Sunday, April 16, 2023

Today's review... Who Stole the Bees' Wings? by Jeff Falyn

I'm almost passed up on taking a peek at today's read, which would have been a shame. This is a book, which packs everything from a fun story, nature facts, life lessons, and more. 

by Jeff Falyn
Illustrated by Dezla Falyn and Lyndsay Dawkins
Nature's Theater
Picture Book
36 pages
ages 4 to 8

Who would be silly enough to steal the bees’ wings?

Join a little frog and his friends on a quirky quest to find the missing wings.

“The bees are gone,” says a blue flower. “Will you help me?” Frog thinks he’s too little to help, but the animals won’t have enough food if the bees don’t buzz. Timidly, he begins the search. Along the way, Frog meets a Fox who plays practical jokes and a Know-It-Owl with a Magical Book Tree. Together, they follow the clues until they find a whole bunch of silliness in the forest.

Who Stole the Bees’ Wings? is a funny eco-fairy tale about:

Working together when nature is out of balance.

Bad things happen when you make fun of others.

Little can do BIG things.

Children 4-8 and their parents smile and giggle, reading Who Stole the Bees’ Wings? This playful bedtime story also enchants level 2 readers and up.



Creative artwork mixes with an animal adventure, a pinch of fantasy, good messages, facts about nature, and even more to create an entertaining tale in so many ways.

The flowers beg a little frog for help. The bees are no longer coming to help them pollinate, but the frog isn't sure what he can do, since he's small and...well, a simple frog. He does know that the problem is dire and heads out to find someone, who can help. To find a solution, though, isn't an easy thing.

This book packs much more than it first appears. The story is pretty adventurous for the age group (very age appropriate with just enough tension to make it fun) as the frog heads out to discover why the bees have disappeared. During his journey, he meets a few forest animals, which slips in a bit of information...especially on the predator to frogs end. But this story isn't based completely in reality, either, allowing a nice dose of fantasy to filter in, which takes quirky directions and will bring some smiles along with it. Then, there's facts about how plants, bees, worms, and animals are important in the circle of nature. Add the main message about how 'little can do big things', and several activities at the end, and it's more than just a cute read. It teaches about nature, too.
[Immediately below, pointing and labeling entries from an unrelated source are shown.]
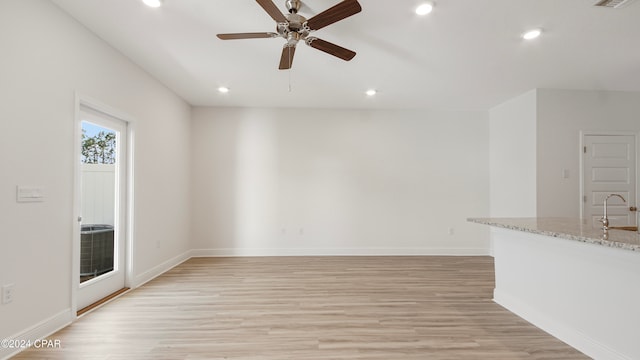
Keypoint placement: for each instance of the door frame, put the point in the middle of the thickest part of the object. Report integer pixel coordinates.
(606, 133)
(85, 101)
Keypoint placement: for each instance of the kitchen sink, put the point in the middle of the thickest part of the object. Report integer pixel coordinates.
(627, 228)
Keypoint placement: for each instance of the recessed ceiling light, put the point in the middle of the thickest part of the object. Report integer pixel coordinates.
(532, 34)
(424, 9)
(152, 3)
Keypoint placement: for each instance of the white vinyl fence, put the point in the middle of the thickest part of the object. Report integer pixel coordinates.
(98, 193)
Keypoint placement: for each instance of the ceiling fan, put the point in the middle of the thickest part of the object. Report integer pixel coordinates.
(294, 27)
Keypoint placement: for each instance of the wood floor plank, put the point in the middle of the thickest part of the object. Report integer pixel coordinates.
(281, 308)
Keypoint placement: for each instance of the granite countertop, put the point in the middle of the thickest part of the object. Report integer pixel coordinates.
(567, 228)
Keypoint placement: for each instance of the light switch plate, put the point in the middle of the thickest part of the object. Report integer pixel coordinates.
(7, 294)
(30, 194)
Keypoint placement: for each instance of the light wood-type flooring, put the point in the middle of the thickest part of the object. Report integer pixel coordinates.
(315, 308)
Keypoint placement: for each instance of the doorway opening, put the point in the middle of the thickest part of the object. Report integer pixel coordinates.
(102, 192)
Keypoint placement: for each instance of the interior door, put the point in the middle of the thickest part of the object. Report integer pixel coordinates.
(609, 165)
(103, 206)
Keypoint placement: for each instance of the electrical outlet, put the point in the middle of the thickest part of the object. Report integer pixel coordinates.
(7, 293)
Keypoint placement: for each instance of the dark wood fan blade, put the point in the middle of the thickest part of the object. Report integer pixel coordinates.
(286, 60)
(331, 49)
(272, 10)
(334, 14)
(239, 36)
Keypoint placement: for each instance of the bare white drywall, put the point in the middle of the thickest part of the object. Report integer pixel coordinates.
(561, 115)
(513, 157)
(316, 182)
(46, 58)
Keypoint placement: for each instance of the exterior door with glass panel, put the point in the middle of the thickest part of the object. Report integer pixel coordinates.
(103, 206)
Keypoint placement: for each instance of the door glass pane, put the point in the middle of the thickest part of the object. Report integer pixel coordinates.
(98, 201)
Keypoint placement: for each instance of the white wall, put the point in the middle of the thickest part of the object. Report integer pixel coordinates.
(309, 182)
(562, 114)
(46, 58)
(513, 157)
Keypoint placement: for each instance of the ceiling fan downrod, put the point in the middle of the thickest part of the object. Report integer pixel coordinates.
(293, 6)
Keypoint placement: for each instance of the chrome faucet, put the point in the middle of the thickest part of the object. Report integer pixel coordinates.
(605, 220)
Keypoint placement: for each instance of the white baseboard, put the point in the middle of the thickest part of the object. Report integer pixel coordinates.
(238, 252)
(37, 332)
(561, 331)
(160, 269)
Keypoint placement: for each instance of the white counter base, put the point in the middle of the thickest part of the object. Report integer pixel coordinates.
(584, 294)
The text is a bit heavy for the youngest listeners, but then, the concepts are also better aligned with the 5 and up age group. Readers, who are more sure of their words, will be able to read this on their own. The plot is as colorful and unique as the illustrations, and I do believe kids will enjoy it...and be ready to create illustrations to their own stories. But that's after they've finished the extras at the end of the book, which not only highlight the information concerning nature, but also have several 'search' suggestions (hidden things in the illustrations) and more. 

And here they are...

Let me state this upfront; Jeff Falyn did not steal the bees’ wings. Although, he does have a long history of writing whimsical stories for young children.

At UC Davis, he ran an award-winning outdoor story program for kids 3-9. Jeff has co-written twenty-five outdoor stories (called Walking Stories) and co-created and produced four theatrical stage plays. 

Fairy tales and stories with heartfelt messages have always fascinated Jeff. His favorite movie is Wizard of Oz. Jeff’s world of wonder started at a young age in the merry old land of Oz. 

Who Stole the Bees’ Wings? is his first book in the anticipated little can do BIG series.

Dezla Falyn, at age six, drew all the characters with oil pastels. In her six-year-old creative flow, Dezla gave all the characters spiral faces – we don’t know why, but we love it! The background art also evolved from her watercolor paintings at age six.

Lyndsay Dawkins spent many years in creative development and design for the entertainment business.  

She used her expertise in graphic design and blended Dezla's characters with her creative approach to placement and backgrounds with a full pallet of color. 

Lyndsay enjoyed transforming a young child's splashy free-flowing paintings into forests, caves, and landscapes. She placed Dezla's characters (drawn with oil pastels) into their own world, and the story came to life.